O Estado de S.Paulo - 05/07
Dois anos depois da primavera egípcia que em fevereiro de 2011 destituiu o general Hosni Mubarak, depois de 30 anos de ditadura, eis que irrompe um surpreendente "verão egípcio" que derruba o sucessor de Mubarak, o presidente Mohamed Morsi, da Irmandade Muçulmana.
De uma estação a outra, os atores são praticamente os mesmos: governo, Exército, Irmandade Muçulmana e a população. Mas a sua disposição no cenário não é a mesma.
Na primavera de 2011 a multidão queria a derrubada do regime militar de Mubarak, o que ocorreu de maneira gloriosa. Mas sua vitória foi confiscada pela Irmandade Muçulmana que instalou no governo, no lugar de um militar, um civil, Morsi.
Este ano o exercício foi diferente. A rua, furiosa de se ver privada do seu heroísmo e sua vitória, desesperada com a incompetência e o sectarismo dos novos dirigentes, encurralada e faminta, retomou o combate. E pela segunda vez foi vitoriosa.
Mas o estranho é que o protagonista afastado há dois anos pela revolução, o Exército, canalizou em seu proveito esta segunda onda de tumultos populares e assumiu provisoriamente o poder.
Deparamos com um cenário inédito e praticamente sem precedentes: um governo democraticamente eleito é deposto pela população em cólera, apoiada pelos militares e são estes que ganham. E esse imbróglio é aclamado por uma multidão que só deseja estabelecer a democracia em seu país.
Decididamente, Tocqueville, Maquiavel, Aristóteles ou Raymond Aron não ajudam muito a decifrar o combate de sombras e luzes que arrasta o Egito para onde não sabemos.
É caso de rir ou de chorar? Os Estados Unidos, as democracias, não sabem se estão felizes ou furiosos.
Claro que qualquer coisa é melhor do que o governo catastrófico de Morsi. Mas é preciso reconhecer que o retorno a uma nova e melhor gestão só foi possível graças a um levante popular que terminou com um golpe de Estado militar.
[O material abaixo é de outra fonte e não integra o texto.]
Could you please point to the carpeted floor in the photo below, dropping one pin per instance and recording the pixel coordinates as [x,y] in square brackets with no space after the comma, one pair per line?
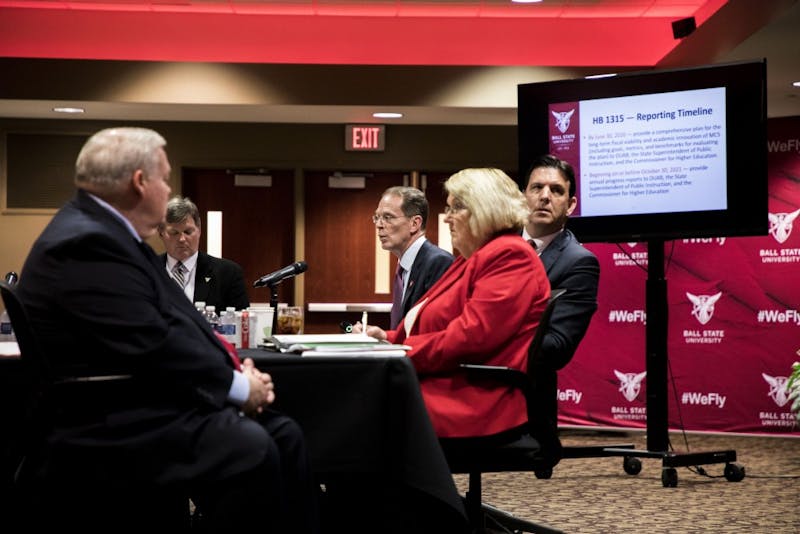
[595,495]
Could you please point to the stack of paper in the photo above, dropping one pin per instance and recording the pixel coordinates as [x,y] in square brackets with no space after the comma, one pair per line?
[336,345]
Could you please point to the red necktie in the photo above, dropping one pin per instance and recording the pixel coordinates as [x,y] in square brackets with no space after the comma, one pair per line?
[397,298]
[237,363]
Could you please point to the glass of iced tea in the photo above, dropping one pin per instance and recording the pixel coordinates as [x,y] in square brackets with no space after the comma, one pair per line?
[290,319]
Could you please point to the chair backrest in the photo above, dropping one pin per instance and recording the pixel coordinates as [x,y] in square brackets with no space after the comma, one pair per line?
[28,421]
[28,346]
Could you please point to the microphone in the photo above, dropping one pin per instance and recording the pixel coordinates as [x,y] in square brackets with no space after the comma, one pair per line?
[271,279]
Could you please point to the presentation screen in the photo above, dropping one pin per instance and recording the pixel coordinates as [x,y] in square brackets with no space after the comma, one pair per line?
[657,154]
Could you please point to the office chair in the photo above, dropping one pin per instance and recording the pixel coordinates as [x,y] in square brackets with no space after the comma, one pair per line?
[530,450]
[42,392]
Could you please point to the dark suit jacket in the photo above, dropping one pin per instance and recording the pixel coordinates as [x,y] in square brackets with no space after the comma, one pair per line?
[219,282]
[483,310]
[100,300]
[430,263]
[569,266]
[573,267]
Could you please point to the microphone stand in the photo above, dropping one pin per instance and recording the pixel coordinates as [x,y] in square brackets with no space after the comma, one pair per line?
[273,302]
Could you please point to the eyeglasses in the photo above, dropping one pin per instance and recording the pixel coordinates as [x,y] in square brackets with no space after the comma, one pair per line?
[387,218]
[452,210]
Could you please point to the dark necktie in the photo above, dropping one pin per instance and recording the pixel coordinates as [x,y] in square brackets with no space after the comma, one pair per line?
[397,298]
[535,246]
[179,274]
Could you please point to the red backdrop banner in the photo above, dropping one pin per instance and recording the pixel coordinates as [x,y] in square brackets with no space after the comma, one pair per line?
[734,323]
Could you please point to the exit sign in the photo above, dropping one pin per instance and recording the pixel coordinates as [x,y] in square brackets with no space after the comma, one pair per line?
[365,137]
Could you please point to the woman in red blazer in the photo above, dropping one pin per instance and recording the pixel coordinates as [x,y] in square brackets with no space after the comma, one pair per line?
[484,309]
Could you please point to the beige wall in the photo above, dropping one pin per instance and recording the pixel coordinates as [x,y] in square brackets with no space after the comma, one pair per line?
[284,146]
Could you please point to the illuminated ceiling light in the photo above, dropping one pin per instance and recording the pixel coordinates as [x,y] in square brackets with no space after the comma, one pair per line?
[68,110]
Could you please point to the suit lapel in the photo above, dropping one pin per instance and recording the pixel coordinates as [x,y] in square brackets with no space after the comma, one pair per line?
[202,278]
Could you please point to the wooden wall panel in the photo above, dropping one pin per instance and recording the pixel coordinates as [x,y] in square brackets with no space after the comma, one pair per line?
[257,227]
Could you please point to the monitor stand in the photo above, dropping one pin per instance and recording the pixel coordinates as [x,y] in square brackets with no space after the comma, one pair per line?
[656,362]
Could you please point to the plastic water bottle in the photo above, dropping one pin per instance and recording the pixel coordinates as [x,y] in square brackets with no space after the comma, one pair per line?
[212,317]
[6,330]
[228,326]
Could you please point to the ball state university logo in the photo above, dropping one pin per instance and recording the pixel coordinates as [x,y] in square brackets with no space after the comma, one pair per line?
[780,225]
[777,389]
[562,119]
[630,384]
[703,306]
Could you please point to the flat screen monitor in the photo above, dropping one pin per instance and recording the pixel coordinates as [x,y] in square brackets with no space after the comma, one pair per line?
[662,154]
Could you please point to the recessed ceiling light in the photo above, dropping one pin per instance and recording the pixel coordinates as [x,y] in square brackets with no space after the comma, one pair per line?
[68,110]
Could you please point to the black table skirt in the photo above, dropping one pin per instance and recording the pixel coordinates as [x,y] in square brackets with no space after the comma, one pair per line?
[364,419]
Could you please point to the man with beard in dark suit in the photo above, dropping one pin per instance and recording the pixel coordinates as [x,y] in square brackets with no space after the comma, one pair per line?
[218,282]
[400,221]
[550,190]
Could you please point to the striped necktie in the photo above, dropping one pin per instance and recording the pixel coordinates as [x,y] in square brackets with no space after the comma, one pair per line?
[397,298]
[179,274]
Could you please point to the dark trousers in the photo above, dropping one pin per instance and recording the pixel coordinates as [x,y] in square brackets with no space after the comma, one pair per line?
[261,478]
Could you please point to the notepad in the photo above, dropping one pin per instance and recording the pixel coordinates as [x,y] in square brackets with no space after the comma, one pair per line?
[303,342]
[336,345]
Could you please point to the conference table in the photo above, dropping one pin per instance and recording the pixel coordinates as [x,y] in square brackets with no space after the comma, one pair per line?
[371,442]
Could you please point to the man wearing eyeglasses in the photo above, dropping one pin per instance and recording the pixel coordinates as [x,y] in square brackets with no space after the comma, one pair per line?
[400,221]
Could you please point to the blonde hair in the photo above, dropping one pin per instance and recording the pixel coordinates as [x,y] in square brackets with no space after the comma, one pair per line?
[493,199]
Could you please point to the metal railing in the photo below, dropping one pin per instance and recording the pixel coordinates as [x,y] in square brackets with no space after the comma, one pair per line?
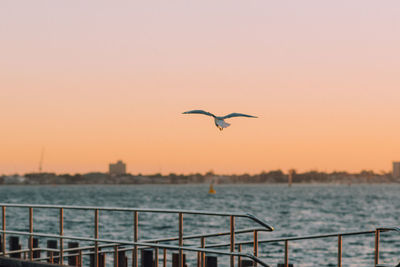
[136,244]
[112,246]
[286,240]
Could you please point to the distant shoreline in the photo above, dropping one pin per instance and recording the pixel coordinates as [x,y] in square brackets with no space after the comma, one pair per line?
[272,177]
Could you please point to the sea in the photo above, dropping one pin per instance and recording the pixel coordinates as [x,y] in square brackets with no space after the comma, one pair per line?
[300,210]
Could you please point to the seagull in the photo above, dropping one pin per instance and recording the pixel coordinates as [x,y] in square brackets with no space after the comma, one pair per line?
[218,120]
Um golpe de Estado conveniente, sem dúvida apoiado pela sociedade, controlado e decidido a restabelecer a legalidade, mas de qualquer modo foi um golpe.
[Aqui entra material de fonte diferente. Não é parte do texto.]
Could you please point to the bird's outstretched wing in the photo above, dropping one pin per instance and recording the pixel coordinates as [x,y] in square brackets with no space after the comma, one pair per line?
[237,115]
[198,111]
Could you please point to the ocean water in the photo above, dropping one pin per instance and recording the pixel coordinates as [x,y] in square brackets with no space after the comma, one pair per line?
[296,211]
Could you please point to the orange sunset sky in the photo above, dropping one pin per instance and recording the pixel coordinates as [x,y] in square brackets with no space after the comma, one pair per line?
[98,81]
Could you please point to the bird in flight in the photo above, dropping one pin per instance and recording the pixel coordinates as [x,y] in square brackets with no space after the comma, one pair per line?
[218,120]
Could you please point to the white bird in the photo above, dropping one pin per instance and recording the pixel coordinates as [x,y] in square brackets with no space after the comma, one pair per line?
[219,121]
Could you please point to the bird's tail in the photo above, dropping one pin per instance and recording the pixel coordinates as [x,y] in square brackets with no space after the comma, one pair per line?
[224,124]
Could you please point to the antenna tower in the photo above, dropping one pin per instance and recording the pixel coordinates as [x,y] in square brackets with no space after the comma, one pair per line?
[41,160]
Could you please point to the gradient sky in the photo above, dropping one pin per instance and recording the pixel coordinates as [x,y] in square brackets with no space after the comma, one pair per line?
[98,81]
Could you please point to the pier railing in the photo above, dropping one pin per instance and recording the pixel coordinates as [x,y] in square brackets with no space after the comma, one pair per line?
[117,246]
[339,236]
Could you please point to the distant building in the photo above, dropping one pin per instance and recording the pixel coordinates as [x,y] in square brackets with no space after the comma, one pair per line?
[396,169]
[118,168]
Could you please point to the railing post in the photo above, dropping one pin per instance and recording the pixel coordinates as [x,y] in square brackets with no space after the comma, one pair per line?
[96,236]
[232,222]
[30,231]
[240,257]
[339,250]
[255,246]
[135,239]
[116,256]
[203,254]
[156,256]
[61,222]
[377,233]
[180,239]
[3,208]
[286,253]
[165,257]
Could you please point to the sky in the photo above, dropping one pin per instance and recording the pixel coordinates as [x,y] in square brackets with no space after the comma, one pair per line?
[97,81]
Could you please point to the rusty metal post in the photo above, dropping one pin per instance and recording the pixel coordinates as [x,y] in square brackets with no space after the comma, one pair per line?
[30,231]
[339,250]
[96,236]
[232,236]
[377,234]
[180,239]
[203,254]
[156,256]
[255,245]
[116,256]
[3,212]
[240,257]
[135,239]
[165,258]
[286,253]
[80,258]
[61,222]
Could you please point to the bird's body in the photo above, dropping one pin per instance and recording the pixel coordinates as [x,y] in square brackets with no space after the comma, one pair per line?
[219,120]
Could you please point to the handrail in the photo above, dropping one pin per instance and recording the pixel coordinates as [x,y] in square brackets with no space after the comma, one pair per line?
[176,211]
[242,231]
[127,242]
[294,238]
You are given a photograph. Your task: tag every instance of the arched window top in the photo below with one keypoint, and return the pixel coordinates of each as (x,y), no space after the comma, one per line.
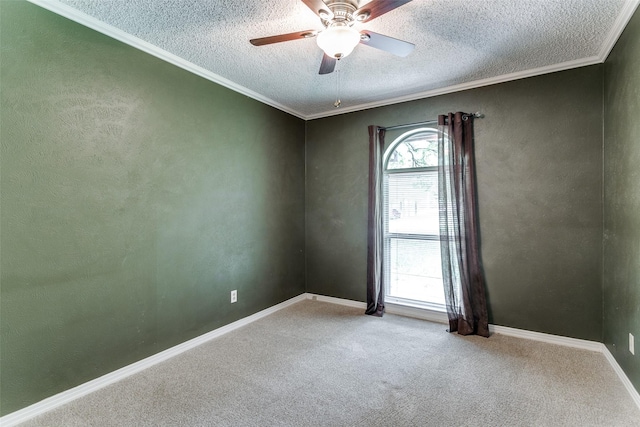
(414,149)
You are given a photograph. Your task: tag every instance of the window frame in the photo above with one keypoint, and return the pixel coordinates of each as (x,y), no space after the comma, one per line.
(387,236)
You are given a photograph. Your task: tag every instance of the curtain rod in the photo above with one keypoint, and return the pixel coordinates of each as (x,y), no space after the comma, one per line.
(476,115)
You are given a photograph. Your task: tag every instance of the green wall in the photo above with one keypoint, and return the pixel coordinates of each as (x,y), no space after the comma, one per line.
(134,197)
(622,200)
(539,167)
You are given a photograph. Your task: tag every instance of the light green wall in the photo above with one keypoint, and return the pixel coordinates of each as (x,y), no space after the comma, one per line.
(622,200)
(539,167)
(134,197)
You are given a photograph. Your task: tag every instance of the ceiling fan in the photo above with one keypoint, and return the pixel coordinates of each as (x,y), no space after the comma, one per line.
(339,37)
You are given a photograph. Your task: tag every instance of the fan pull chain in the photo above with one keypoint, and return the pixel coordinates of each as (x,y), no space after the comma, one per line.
(337,71)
De maneira que Estados Unidos e outras potências democráticas não sabem agora se devem rir ou chorar. Na verdade estão satisfeitos, mas evitam declarar isso em alto e bom som, temendo arruinar a nobre figura da democracia.
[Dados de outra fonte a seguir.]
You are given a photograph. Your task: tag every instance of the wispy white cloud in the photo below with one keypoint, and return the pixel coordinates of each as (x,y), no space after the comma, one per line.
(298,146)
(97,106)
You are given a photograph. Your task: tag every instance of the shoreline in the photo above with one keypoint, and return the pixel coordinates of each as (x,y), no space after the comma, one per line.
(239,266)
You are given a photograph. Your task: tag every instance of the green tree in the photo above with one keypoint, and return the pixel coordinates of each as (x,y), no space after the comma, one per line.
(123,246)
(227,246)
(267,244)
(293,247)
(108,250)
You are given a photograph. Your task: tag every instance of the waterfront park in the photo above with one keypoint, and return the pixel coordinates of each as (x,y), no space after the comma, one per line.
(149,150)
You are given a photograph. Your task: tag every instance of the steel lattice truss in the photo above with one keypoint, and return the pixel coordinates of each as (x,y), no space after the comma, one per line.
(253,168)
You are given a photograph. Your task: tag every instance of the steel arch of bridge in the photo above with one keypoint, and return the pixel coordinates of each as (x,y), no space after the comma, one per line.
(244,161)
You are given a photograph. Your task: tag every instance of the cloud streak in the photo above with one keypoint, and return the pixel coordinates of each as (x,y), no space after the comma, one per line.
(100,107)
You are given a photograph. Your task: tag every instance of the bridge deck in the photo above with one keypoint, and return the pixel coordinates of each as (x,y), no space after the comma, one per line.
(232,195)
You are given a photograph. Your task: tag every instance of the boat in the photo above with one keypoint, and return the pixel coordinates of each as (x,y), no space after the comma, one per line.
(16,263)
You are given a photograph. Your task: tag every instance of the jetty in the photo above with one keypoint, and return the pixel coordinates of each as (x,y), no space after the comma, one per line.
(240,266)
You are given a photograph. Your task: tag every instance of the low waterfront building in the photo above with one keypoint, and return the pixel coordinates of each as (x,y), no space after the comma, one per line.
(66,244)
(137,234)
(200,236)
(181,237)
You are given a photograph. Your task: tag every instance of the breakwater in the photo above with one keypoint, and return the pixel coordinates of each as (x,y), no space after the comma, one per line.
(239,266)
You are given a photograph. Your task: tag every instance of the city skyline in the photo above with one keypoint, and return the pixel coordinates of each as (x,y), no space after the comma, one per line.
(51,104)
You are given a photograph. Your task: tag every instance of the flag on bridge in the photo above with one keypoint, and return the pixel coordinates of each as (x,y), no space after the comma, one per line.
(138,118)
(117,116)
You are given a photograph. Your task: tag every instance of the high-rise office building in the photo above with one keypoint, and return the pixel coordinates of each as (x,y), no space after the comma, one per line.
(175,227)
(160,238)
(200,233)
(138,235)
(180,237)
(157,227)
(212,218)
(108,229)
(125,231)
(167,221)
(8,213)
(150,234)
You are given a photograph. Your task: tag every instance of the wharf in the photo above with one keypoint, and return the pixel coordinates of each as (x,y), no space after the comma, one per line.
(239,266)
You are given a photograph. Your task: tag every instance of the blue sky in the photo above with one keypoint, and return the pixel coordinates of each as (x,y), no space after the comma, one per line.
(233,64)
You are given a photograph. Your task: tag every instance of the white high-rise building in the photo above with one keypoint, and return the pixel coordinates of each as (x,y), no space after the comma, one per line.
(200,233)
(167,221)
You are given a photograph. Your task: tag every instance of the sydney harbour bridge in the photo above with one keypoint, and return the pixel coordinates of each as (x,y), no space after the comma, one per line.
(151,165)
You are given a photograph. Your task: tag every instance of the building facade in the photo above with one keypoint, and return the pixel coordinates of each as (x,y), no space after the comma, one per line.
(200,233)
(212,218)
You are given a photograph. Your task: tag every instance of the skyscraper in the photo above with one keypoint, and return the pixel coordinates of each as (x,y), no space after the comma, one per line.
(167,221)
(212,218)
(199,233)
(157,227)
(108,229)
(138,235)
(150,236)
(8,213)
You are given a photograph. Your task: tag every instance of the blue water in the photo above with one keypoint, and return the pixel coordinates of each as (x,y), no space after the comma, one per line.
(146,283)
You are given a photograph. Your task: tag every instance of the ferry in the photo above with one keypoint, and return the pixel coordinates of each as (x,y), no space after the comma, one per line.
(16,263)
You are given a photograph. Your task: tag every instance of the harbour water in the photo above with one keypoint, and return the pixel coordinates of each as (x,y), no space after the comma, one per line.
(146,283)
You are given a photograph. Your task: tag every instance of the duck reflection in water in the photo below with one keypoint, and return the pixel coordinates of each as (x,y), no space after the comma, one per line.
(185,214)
À espera que Paris, Washington ou Berlim delineiem sua reação e seus sentimentos, uma outra pergunta, capital, deve ser levantada: a violenta queda do governo da Irmandade Muçulmana, islamistas considerados moderados e realistas, não marcará uma reviravolta em todo o mundo árabe?
O acesso da Irmandade ao governo do Egito teve um forte conteúdo simbólico. De um lado, o Egito é o maior país árabe. De outro, a Irmandade, que nasceu no Egito em 1928, foi a inspiradora de todas as formas do islamismo que se desenvolveram depois no mundo inteiro, formas furiosas, violentas, e também moderadas e sedutoras.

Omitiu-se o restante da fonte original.